(587g) Mass Conservation Principles: Macro Vs Micro. A Powerful Learning Road Map In the Scaling of Transport Phenomena | AIChE

(587g) Mass Conservation Principles: Macro Vs Micro. A Powerful Learning Road Map In the Scaling of Transport Phenomena

Authors 

Pascal, J. - Presenter, Tennessee Technological University


The concept of mass is introduced to students from a very young age, and is therefore a familiar topic once students reach the college level. In chemical engineering, the concept of mass is key for the development of a rigorous and useful understanding of professional applications with or without chemical reactions. Separations, drug delivery, environmental remediation and intracellular transport are some relevant examples where concepts based on “mass transfer” play a significant role in analyzing and “sizing” or scaling a device. Didactically, mass conservation offers a powerful road map to introduce students to the framework of conservation quantities and conservation principles, i.e. mass, energy, and momentum.

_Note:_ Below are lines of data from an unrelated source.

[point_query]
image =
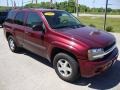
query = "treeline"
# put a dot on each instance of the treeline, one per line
(70, 7)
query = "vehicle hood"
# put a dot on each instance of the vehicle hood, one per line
(90, 36)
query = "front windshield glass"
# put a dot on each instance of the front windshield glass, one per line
(61, 19)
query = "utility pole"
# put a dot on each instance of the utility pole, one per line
(7, 4)
(51, 2)
(105, 14)
(36, 1)
(12, 3)
(32, 1)
(22, 3)
(77, 8)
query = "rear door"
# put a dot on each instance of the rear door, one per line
(34, 40)
(19, 26)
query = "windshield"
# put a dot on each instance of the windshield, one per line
(61, 19)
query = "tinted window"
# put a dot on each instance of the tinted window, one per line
(61, 19)
(33, 19)
(19, 19)
(11, 16)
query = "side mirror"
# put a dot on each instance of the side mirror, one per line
(38, 27)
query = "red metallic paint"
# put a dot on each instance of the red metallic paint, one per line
(76, 41)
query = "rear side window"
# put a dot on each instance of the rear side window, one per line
(19, 19)
(33, 19)
(11, 16)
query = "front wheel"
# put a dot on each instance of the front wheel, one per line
(66, 67)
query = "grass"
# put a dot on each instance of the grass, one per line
(99, 22)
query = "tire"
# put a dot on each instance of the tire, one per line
(12, 44)
(66, 67)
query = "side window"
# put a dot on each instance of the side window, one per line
(10, 16)
(19, 19)
(33, 19)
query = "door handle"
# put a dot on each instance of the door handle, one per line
(26, 32)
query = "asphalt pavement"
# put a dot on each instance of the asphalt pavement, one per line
(26, 71)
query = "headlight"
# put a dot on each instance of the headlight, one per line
(94, 54)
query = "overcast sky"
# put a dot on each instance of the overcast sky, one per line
(91, 3)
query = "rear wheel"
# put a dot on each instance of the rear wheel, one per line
(12, 44)
(66, 67)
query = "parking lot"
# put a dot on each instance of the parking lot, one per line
(26, 71)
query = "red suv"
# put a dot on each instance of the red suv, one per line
(73, 48)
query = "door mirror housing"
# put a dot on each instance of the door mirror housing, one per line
(38, 27)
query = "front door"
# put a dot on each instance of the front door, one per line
(34, 40)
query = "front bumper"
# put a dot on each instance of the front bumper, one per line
(92, 68)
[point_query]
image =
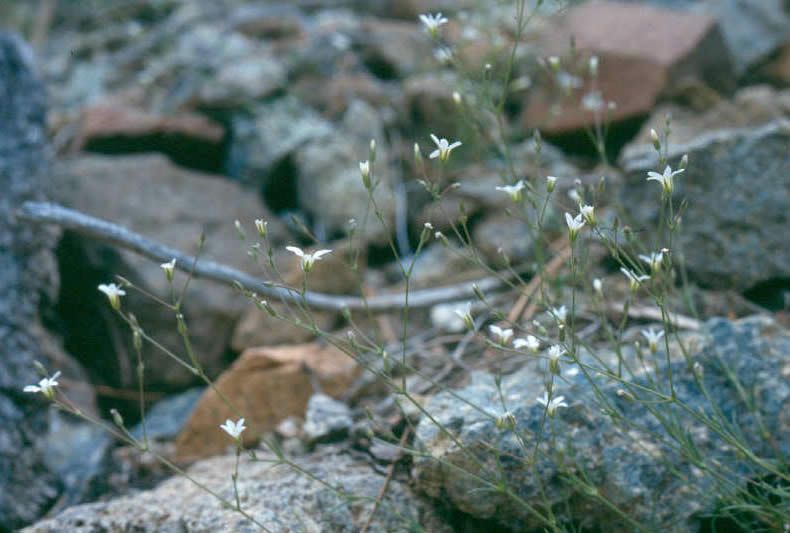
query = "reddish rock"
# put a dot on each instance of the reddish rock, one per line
(393, 48)
(266, 385)
(644, 53)
(187, 138)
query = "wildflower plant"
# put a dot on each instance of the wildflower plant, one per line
(558, 304)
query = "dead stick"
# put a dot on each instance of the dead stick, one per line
(43, 212)
(383, 491)
(654, 313)
(551, 268)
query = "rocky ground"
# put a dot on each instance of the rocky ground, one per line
(176, 118)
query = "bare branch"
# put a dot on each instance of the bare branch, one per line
(102, 230)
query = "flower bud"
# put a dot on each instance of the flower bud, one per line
(364, 170)
(240, 230)
(593, 64)
(551, 182)
(117, 418)
(262, 226)
(505, 421)
(655, 140)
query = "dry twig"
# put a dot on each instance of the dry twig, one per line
(43, 212)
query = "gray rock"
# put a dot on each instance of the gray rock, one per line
(279, 498)
(330, 187)
(750, 107)
(151, 196)
(168, 416)
(78, 451)
(733, 234)
(753, 29)
(326, 418)
(621, 457)
(28, 280)
(274, 131)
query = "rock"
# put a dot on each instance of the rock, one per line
(259, 328)
(394, 49)
(743, 174)
(643, 52)
(778, 69)
(647, 479)
(752, 29)
(187, 138)
(233, 70)
(331, 275)
(750, 106)
(326, 419)
(499, 236)
(78, 451)
(28, 281)
(167, 417)
(149, 195)
(275, 132)
(266, 385)
(333, 96)
(330, 186)
(281, 499)
(437, 265)
(429, 101)
(276, 21)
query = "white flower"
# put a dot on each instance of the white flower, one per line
(531, 343)
(443, 148)
(654, 138)
(308, 260)
(443, 55)
(502, 335)
(465, 313)
(654, 260)
(664, 179)
(432, 22)
(234, 429)
(574, 224)
(514, 191)
(634, 280)
(262, 226)
(652, 336)
(364, 170)
(46, 386)
(598, 286)
(593, 101)
(588, 213)
(169, 267)
(114, 293)
(559, 313)
(555, 352)
(553, 404)
(568, 81)
(593, 64)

In this contribution, the authors will present a method to introduce engineering students to the conservation of total mass through a fundamental approach that builds upon the previous knowledge of the students.  This approach begins with fully understanding what mass is (i.e. total mass vs. component mass), defining total mass from the continuum scale  followed by systematically deriving the conservation of total mass from a continuum point of view for closed and open systems, and finally incorporating the idea of scaling into the analysis by converting the macroscopic equations into microscopic equations. The authors, here, apply concepts learned by students in calculus, i.e. the Green’s or divergence theorem, Leibniz’s rule of integration, and so on and offer the students an effective illustrative application by introducing the idea of “time-scale switcher” and a “space-scale switcher”. Furthermore, students are connected with the idea that, in transport phenomena, global or macroscopic variables are associated with “integration” and microscopic or point variables are related to “differentials” . In short, the contribution describes an effective road map in educating students on conservation principles in continua. Several details of this road map will be introduced and illustrated.